Tras las elecciones, si hay algo en lo que todos están de acuerdo es que, otra vez más y ya van muchas, han fallado todas la encuestas. Que sus pronósticos se parecían muy poco a lo que realmente piensan o han decidido votar los ciudadanos. Son el chivo expiatorio.
Seguramente si hubieran vaticinado resultados similares a los que se votaron, hoy los de Unidos Podemos no estarían deprimidos, los socialistas y Ciudadanos estarían más preocupados que lo que aparentan estar, y los de Rajoy serían felices, aunque se les venga encima un quebradero de cabeza. Las encuestas crean un serio desajuste porque presentan una expectativa que luego no se cumple.
Sin embargo estoy seguro que las empresas que se dedican a eso tienen sociólogos competentes, sus directivos son gente seria que intenta hacer su trabajo bien. Pero tienen que luchar contra sus deseos de rigor científico porque el mercado lo que demanda son muchos datos, que se demandan ahora y no dentro de tres meses, pero que ofrece un precio por el que solo se pueden dar esas cosas que no se parecen en nada a un estudio sociológico serio y digno de ser llamado una encuesta demoscópica.
Todos los días cada cadena de televisión, cada periódico, cada radio nos bombardeba con encuestas con las que mantener su espectáculo político, el circo. La política se está utilizando como un reality que mantiene embobados ante el televisor a los espectadores para ver quién la echa más gorda, quién dice la frase más ingeniosa, animados por un presentador que suda mientras desgrana los datos, supuestamente científicos, de la última encuesta que han encargado para seguir con su discurso. Y si entre estas a alguno de los que intervienen se le ocurre hacer un razonamiento sosegado que le lleve un minuto seguido, por el pinganillo el dicen al presentador que lo corte porque la audiencia se les va.

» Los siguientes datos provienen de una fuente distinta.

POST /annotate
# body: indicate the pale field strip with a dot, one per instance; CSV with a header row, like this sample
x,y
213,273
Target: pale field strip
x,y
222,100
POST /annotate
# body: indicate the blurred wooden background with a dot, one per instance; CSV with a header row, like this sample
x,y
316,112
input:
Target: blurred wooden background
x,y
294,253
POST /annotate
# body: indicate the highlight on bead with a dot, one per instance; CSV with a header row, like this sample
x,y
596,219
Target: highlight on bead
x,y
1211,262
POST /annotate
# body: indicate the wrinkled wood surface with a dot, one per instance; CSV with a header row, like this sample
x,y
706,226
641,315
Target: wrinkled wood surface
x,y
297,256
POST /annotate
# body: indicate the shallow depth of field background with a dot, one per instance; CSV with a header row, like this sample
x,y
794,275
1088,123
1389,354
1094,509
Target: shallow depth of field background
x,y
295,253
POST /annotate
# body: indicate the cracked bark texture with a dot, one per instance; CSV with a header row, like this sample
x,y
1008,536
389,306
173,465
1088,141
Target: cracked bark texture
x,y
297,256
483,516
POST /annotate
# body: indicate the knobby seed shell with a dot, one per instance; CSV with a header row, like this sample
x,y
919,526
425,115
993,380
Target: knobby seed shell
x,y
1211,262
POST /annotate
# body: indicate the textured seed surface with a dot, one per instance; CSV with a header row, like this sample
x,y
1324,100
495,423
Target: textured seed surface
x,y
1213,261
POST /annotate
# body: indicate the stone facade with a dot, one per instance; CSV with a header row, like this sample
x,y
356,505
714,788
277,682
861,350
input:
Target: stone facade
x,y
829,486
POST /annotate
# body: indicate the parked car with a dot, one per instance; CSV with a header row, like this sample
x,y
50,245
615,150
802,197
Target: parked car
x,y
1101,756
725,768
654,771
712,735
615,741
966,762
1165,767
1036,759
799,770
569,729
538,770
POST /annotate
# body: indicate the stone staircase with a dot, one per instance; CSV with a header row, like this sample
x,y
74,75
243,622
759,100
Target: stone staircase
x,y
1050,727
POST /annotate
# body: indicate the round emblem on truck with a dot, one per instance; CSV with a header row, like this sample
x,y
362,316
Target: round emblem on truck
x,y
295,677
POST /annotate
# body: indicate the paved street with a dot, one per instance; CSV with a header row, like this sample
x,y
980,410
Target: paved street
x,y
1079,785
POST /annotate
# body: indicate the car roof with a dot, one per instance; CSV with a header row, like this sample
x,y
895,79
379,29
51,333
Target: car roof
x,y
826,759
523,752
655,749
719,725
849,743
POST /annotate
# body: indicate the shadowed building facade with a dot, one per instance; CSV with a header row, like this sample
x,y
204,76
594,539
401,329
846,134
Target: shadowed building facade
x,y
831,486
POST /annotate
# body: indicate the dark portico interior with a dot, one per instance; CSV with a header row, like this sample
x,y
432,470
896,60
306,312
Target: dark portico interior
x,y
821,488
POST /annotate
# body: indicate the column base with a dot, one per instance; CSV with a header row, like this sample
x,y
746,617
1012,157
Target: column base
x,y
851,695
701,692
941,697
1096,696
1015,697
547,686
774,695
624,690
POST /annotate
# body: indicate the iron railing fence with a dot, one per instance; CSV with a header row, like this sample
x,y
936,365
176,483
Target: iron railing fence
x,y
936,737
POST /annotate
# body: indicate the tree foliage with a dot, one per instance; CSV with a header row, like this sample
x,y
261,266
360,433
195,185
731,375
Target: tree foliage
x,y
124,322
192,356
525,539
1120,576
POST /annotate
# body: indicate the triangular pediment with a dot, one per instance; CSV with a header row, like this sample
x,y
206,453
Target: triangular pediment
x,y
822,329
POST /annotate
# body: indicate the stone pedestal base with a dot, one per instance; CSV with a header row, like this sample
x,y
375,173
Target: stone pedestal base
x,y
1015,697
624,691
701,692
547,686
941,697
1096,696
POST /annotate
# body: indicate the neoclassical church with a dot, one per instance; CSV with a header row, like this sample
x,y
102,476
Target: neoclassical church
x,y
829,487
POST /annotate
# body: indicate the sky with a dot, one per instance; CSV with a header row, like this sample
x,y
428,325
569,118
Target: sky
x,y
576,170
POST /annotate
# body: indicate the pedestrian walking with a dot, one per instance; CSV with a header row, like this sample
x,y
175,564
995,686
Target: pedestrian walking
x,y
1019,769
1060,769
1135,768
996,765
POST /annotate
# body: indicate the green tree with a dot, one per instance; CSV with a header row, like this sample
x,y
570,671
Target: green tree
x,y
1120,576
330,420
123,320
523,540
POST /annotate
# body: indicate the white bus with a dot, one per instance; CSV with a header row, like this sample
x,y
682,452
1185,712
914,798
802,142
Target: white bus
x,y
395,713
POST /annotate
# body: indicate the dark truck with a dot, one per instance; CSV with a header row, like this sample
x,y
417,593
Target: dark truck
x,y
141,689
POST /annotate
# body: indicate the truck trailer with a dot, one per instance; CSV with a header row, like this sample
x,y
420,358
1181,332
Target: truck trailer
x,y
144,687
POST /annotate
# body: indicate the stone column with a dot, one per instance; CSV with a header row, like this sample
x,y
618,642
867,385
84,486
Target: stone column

Incluso los debates supuestamente serios, a dos, a cuatro, a siete… se convierten en un concurso para ver quién resulta más agresivo, o más blando, quién tiene la ocurrencia más ingeniosa, o es capaz de decir la frase más dura mirando a los ojos y sin inmutarse, porque lo que importa no es lo que dijeron o lo que se les pasó, lo importante, el debate, empieza después. Con el presentador, el seboso, el graciosillo, la contundente… quien más les guste, someten al circo de gritones lo que decían o no los políticos, dónde estaban mirando, qué notas tenían en el atril, sin entrar ni diez minutos a reflexionar sobre los contenidos. ¡Ah, los contenidos, las propuestas, el rigor, qué cosas tan aburridas!
Así, estoy por reivindicar el digno trabajo de los jóvenes a los que les toca llamar por teléfono a unas 1.200 personas cada vez, que la mitad no les contestan, y de los que contestan, la mitad les miente, y con ese material tienen que darle al amo la encuesta para el programa de las 21 h. Me declaro resueltamente contrario de la política como espectáculo y espero que alguna vez podamos escuchar un debate de cosas con rigor, porque no necesitamos saber quién es más simple, más ingenioso, quién jugaba mejor a baloncesto, sino qué soluciones proponen y qué fundamento tienen.